M. Alain David a posé une question fondamentale, à savoir : qu'est-ce qu'un réseau ? Il est vrai que le mot est souvent utilisé à tort et à travers. Dans l'administration, le réseau est la forme dégradée de l'administration centrale : quand on n'a pas les sous, on fait un réseau… Ce n'est pas ça, un réseau. C'est d'abord le réseau diplomatique, c'est-à-dire l'ensemble des gens placés sous le plafond d'emplois du ministère des affaires étrangères sur l'ensemble de la planète. Mais il y a aussi le réseau de l'AEFE, dont le budget n'est pas de 408 millions, monsieur Meyer Habib, mais de 2,5 milliards d'euros, et qui sert à financer plus de 500 lycées. Sur ces 2,5 milliards, le budget de l'AEFE, en tant que structure française, représente 1,2 milliard, dont 400 millions seulement de subventions : le reste est payé par les États qui abritent les établissements. Le gouvernement de Viktor Orbán, par exemple, est peut-être très critiquable ; reste qu'il donne 100 000 euros par an au lycée français de Budapest, parce qu'il a envie d'avoir un lycée français à Budapest, ouvert aux Hongrois. Voilà ce que j'appelle le réseau.
Notre administration n'a pas les compétences nécessaires pour gérer un tel réseau, en termes de management. Les gens qui ont travaillé dans les affaires sociales, comme je l'ai fait pendant plusieurs années, savent que la gestion d'un réseau nécessite des compétences, qui ne sont pas exactement celles d'une administration centrale ou d'un ambassadeur. Il faut des compétences très spécifiques pour faire travailler sur un même sujet des partenaires qui ne sont pas équivalents. Il est clair qu'on ne fera pas la promotion de la francophonie sans l'Organisation internationale de la francophonie (OIF), mais l'OIF prend ses propres décisions. Nous ne sommes pas les maîtres du jeu. Il faut donc trouver un moyen d'articuler les 200 millions de notre plan francophonie avec des partenaires qui ont leur propre pouvoir décision.

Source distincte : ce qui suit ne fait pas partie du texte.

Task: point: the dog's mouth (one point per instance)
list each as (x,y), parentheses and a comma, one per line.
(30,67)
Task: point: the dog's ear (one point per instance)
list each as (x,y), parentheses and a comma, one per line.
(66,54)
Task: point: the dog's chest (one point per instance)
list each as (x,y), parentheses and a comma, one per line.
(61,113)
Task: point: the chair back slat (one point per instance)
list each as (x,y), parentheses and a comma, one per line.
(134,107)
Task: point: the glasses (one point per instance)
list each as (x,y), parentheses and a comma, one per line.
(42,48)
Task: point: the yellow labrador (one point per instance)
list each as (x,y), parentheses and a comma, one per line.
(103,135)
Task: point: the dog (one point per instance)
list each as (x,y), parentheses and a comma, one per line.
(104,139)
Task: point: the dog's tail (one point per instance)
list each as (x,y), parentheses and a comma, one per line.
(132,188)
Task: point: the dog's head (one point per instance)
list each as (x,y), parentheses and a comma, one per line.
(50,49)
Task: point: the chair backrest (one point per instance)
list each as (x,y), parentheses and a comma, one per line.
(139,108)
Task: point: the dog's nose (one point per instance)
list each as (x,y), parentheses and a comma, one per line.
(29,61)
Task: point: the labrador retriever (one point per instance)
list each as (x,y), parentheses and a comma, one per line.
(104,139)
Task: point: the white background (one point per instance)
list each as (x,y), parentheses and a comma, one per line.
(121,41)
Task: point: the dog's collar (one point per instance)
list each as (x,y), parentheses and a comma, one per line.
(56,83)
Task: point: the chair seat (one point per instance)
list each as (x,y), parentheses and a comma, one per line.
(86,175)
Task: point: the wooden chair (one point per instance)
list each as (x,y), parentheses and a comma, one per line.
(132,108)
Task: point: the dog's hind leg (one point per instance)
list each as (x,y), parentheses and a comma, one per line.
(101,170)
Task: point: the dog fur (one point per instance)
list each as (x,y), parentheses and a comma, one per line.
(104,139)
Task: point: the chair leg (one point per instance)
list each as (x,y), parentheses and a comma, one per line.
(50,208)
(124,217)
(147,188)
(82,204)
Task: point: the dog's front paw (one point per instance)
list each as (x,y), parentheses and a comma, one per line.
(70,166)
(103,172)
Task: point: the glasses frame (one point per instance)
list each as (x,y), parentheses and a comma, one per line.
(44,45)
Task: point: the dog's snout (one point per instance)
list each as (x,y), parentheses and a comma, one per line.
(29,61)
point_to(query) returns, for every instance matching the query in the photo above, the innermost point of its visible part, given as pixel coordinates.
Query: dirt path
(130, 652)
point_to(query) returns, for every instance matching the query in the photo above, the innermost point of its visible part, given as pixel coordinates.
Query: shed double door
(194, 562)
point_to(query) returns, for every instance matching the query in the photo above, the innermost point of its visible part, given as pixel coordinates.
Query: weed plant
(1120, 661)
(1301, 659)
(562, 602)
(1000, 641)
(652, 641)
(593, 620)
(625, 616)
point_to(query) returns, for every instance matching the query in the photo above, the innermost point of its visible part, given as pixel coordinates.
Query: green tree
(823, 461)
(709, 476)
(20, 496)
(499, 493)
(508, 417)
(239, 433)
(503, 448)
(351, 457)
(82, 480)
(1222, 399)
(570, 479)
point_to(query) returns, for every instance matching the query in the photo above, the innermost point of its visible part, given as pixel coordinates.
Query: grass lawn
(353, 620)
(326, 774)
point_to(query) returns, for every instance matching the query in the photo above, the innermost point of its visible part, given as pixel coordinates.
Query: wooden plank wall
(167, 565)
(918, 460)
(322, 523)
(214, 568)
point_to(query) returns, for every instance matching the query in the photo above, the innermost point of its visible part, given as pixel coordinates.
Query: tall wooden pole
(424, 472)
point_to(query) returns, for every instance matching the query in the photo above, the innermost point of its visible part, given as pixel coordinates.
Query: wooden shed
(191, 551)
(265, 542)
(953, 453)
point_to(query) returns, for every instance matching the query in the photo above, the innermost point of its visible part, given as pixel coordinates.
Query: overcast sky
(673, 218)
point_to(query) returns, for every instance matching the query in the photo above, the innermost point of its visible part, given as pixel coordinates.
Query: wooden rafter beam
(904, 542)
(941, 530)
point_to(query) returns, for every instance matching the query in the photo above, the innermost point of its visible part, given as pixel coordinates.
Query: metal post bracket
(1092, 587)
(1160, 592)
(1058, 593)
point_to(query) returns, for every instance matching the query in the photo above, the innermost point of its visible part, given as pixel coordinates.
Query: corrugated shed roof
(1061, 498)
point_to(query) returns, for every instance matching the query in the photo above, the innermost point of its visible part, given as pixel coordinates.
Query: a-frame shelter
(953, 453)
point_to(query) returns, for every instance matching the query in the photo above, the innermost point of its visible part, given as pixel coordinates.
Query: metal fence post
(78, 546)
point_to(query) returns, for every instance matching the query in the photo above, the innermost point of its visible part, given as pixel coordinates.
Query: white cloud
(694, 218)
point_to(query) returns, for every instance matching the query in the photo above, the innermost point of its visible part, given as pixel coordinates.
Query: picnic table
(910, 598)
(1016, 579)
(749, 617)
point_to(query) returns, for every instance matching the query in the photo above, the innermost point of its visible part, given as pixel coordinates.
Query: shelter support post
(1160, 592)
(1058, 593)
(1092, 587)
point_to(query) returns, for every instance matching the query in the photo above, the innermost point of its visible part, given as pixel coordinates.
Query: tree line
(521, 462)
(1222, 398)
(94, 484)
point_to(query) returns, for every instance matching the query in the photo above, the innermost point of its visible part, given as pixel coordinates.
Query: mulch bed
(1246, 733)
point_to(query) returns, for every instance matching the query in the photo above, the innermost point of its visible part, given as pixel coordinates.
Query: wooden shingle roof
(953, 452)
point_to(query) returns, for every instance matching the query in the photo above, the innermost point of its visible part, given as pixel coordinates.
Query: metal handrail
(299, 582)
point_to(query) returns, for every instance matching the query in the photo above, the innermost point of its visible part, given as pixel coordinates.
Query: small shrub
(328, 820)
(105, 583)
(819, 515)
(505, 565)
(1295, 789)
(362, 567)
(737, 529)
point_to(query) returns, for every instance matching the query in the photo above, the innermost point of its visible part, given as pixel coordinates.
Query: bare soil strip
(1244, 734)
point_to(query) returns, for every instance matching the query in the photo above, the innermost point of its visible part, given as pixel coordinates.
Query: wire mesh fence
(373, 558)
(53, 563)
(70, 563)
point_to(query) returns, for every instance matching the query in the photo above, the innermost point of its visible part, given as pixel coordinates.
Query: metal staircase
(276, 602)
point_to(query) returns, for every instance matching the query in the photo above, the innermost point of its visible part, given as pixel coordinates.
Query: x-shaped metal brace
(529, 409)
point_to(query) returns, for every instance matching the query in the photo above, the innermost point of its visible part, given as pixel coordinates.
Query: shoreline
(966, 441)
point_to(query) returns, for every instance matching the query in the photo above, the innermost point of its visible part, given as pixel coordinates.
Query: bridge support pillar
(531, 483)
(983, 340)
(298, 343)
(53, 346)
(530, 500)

Si nous créons un vrai département chargé des ressources humaines au sein du ministère, l'une de ses fonctions sera aussi de former les gens qui ne font pas partie de l'administration, qui sont en dehors du réseau. C'est une tâche que l'Institut français, à Paris, remplit très difficilement aujourd'hui. Il est officiellement chargé de former tous les professeurs de français du monde, mais il le fait assez peu.
Vous avez dit, madame Frédérique Dumas, que le français a la réputation d'être une langue élitiste. C'est effectivement un problème et je pense que les bourses peuvent nous aider à le résoudre. Je suis favorable à la rigidité du système actuel : je sais que des bourses ont été détournées pendant de nombreuses années par certains. Il ne faut pas nous faire avoir. Mais je crois aussi qu'il faudrait redonner au conseil consulaire une marge de liberté pour intervenir dans certains cas particuliers – et pas seulement au bénéfice des Français de l'étranger –, notamment dans les pays bénéficiaires de l'aide publique au développement.
Quant au trente-huit fermetures de postes dans les EAF, c'est un effet d'optique : nous avons fermé quatre EAF et les postes ont été redistribués ailleurs.
M. Jean-Paul Lecoq vous a également interrogé sur les frais d'inscription des étudiants étrangers.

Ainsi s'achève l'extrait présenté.